2.5.    Verweerder heeft geen reden gezien het plan in strijd met een goede ruimtelijke ordening te achten en heeft het plan goedgekeurd. Hiertoe heeft hij aangevoerd dat het plan een onderscheid maakt tussen de bestemming “Verkeersdoeleinden –(Vw)-” en “Verblijfsdoeleinden -(Vb)-“. Hoewel het gebruik van de gronden binnen de bestemming “Verblijfsdoeleinden –(Vw)-“ inderdaad kan worden gewijzigd, stelt verweerder zich op het standpunt dat een voldoende beschermingsniveau is gegarandeerd en dat het belang van appellant bij behoud van de laanbeplanting niet wordt geschaad.
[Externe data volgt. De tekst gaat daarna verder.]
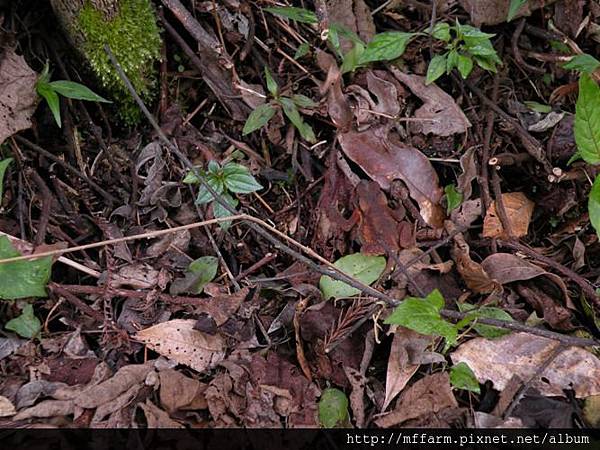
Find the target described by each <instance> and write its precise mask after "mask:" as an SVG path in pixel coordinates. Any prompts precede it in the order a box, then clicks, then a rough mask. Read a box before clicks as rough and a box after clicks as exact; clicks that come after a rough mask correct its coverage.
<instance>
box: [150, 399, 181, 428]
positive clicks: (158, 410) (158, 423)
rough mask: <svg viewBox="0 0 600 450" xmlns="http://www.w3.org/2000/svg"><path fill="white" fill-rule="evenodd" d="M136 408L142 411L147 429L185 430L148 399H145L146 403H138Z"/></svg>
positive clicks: (158, 407)
mask: <svg viewBox="0 0 600 450" xmlns="http://www.w3.org/2000/svg"><path fill="white" fill-rule="evenodd" d="M138 406H139V407H140V408H142V410H143V411H144V414H145V416H146V422H147V425H148V428H151V429H155V428H185V427H184V426H183V425H182V424H180V423H179V422H175V421H174V420H173V419H171V418H170V417H169V415H168V414H167V413H166V412H165V411H163V410H162V409H160V408H159V407H158V406H156V405H155V404H154V403H152V402H151V401H150V400H149V399H146V403H138Z"/></svg>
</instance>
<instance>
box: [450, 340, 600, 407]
mask: <svg viewBox="0 0 600 450" xmlns="http://www.w3.org/2000/svg"><path fill="white" fill-rule="evenodd" d="M558 345H559V343H558V342H557V341H554V340H551V339H546V338H543V337H540V336H534V335H532V334H528V333H512V334H508V335H506V336H503V337H501V338H498V339H485V338H475V339H471V340H470V341H468V342H465V343H464V344H462V345H461V346H460V347H459V348H458V349H457V350H456V351H455V352H453V353H452V354H451V358H452V361H453V362H454V364H458V363H459V362H465V363H467V364H468V365H469V367H470V368H471V370H473V372H474V373H475V376H476V377H477V379H478V380H479V381H480V382H481V383H485V381H486V380H490V381H492V383H494V388H496V389H498V390H500V391H502V390H504V388H505V387H506V386H507V384H508V382H509V380H510V379H511V378H512V377H513V376H514V375H517V376H518V377H519V378H521V379H522V380H529V379H530V378H531V377H532V376H533V375H535V373H536V371H537V370H538V369H539V368H540V366H542V365H543V364H544V362H545V361H546V359H547V358H548V357H549V356H550V355H551V354H552V353H553V352H554V351H555V349H556V347H557V346H558ZM531 387H532V388H535V389H537V390H538V391H539V392H540V393H541V394H542V395H547V396H563V395H564V393H563V389H573V390H574V391H575V395H576V396H577V397H578V398H585V397H589V396H590V395H598V394H600V360H599V359H598V358H597V357H596V356H595V355H594V354H593V353H590V352H588V351H587V350H584V349H583V348H578V347H568V348H566V349H565V350H563V351H562V353H560V354H559V355H558V356H557V357H556V358H555V359H554V361H553V362H552V363H551V364H550V365H549V366H548V368H547V369H546V370H545V371H544V372H543V373H542V374H541V375H539V376H538V378H537V379H535V380H533V382H532V384H531Z"/></svg>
2.6.    Ingevolge artikel 19, eerste lid, van de planvoorschriften, zijn de gronden met de bestemming “Verblijfsdoeleinden –(Vb)-“ bestemd voor verkeers- en verblijfsdoeleinden, groenvoorzieningen en (openbare) nutsvoorzieningen.
Ingevolge artikel 19, tweede lid, aanhef en onder b, van de planvoorschriften, zijn groenvoorzieningen toegestaan ten behoeve van de groenaankleding van het openbaar gebied; speelvoorzieningen kunnen hier deel van uitmaken.
Ingevolge artikel 18, eerste lid, onder a en b, voorzover hier van belang, van de planvoorschriften, zijn de gronden met de bestemming “Verkeersdoeleinden -(Vw)-” bestemd voor verkeersdoeleinden met daaraan ondergeschikt verblijfsdoeleinden en groenvoorzieningen.
Ingevolge artikel 18, tweede lid, onder c, van de planvoorschriften, wordt gestreefd naar handhaving van structurele groenelementen en laanbeplanting langs wegen en woonstraten.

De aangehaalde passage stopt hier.